Sixteen PPT derivatives were synthesized, and their cytotoxicity against human cancer cell lines was assessed. Among them, compound E5 showed significant antitumor activity, particularly against A549 cells, surpassing the efficacy of PPT. All derivatives showed low cytotoxicity to normal cells. Further studies revealed that E5 induced cell cycle arrest and inhibited tubulin polymerization. Molecular docking confirmed the competition of E5 with colchicine for tubulin binding. E5 also induced early apoptosis, inhibited migration and invasion, and down-regulated PI3K/Akt signalling pathway proteins in A549 cells. These positions compound E5 as a potential therapeutic agent for lung cancer, pending further mechanistic exploration.

Authors′ contributions

W.X.S., and P.J. contributed to the study′s conception and design. W.X.S., Y.J.G., B.B.C., and J.H.W. performed compound synthesis and identification. J.X.G., B.B.C. and J.H.W. performed cell culture and western blots. Y.J.G., B.B.C., and J.X.G. analyzed and interpreted the data. W.X.S., Y.J.G., and P.J. wrote the first draft of the manuscript. The revised manuscript was written through the contributions of all authors. All authors have read and approved the final version of the manuscript.

Disclosure statement

No potential conflict of interest was reported by the author(s).

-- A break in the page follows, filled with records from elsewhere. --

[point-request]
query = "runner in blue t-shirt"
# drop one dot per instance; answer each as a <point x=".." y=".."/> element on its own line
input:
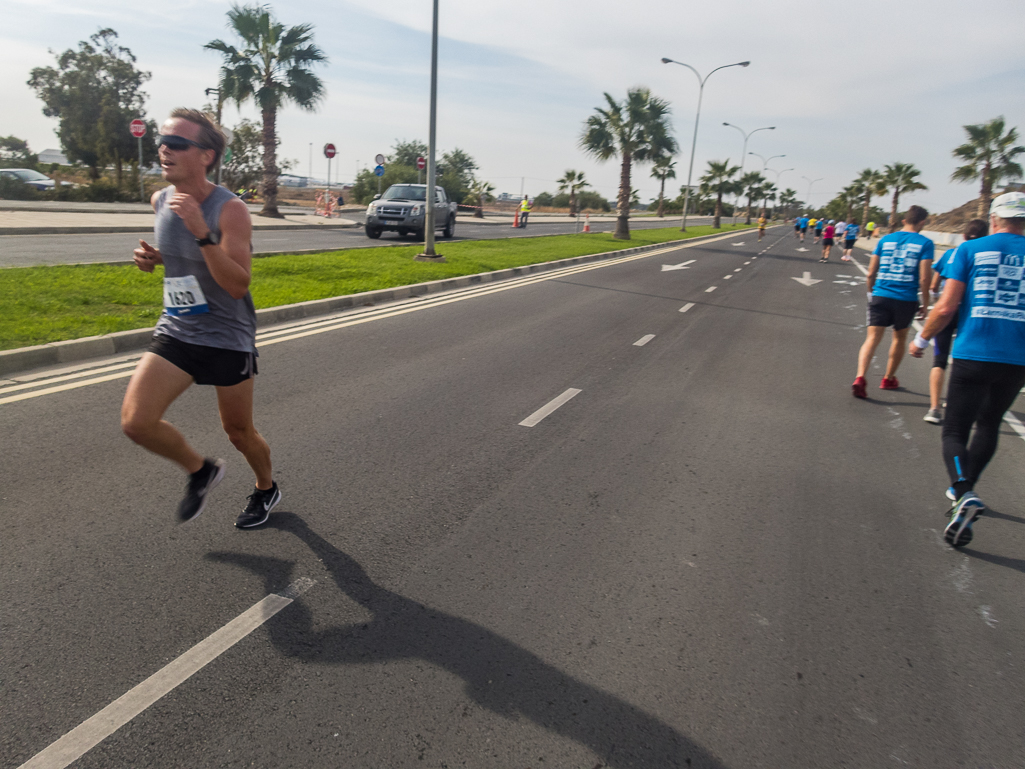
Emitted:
<point x="850" y="237"/>
<point x="941" y="342"/>
<point x="986" y="286"/>
<point x="901" y="262"/>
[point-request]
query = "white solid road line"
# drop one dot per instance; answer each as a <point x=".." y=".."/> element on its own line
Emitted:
<point x="546" y="409"/>
<point x="330" y="324"/>
<point x="86" y="736"/>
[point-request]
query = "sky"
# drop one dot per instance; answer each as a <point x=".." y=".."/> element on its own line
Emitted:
<point x="847" y="86"/>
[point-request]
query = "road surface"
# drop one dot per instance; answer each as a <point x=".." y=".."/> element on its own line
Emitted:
<point x="704" y="553"/>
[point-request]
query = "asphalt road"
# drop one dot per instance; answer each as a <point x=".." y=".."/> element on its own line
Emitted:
<point x="28" y="250"/>
<point x="711" y="556"/>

Data availability statement

Data supporting the findings of this study are available from the corresponding author upon reasonable request.

Additional information

Funding

WS gratefully acknowledges financial support from various sources, including the Program for Taishan Scholar Project of Shandong Province (No. tsqn201812159), the Natural Science Foundation of Shandong Province (No. ZR2020MH375), the Scientific Research Foundation of Shandong Medical Association (No. YXH2021ZX001), Traditional Chinese Medicine Science and Technology Development Plan of Shandong Province (2019-0747), the Projects of medical and health technology development program in Shandong province (No. 202113050502), the Key R&D Program of Jining (No. 2022YXNS148, No. 2022YXNS118, No. 2023YXNS037), and the Doctoral Fund of Jining NO.1 People′s Hospital (NO. 2021-BS-008).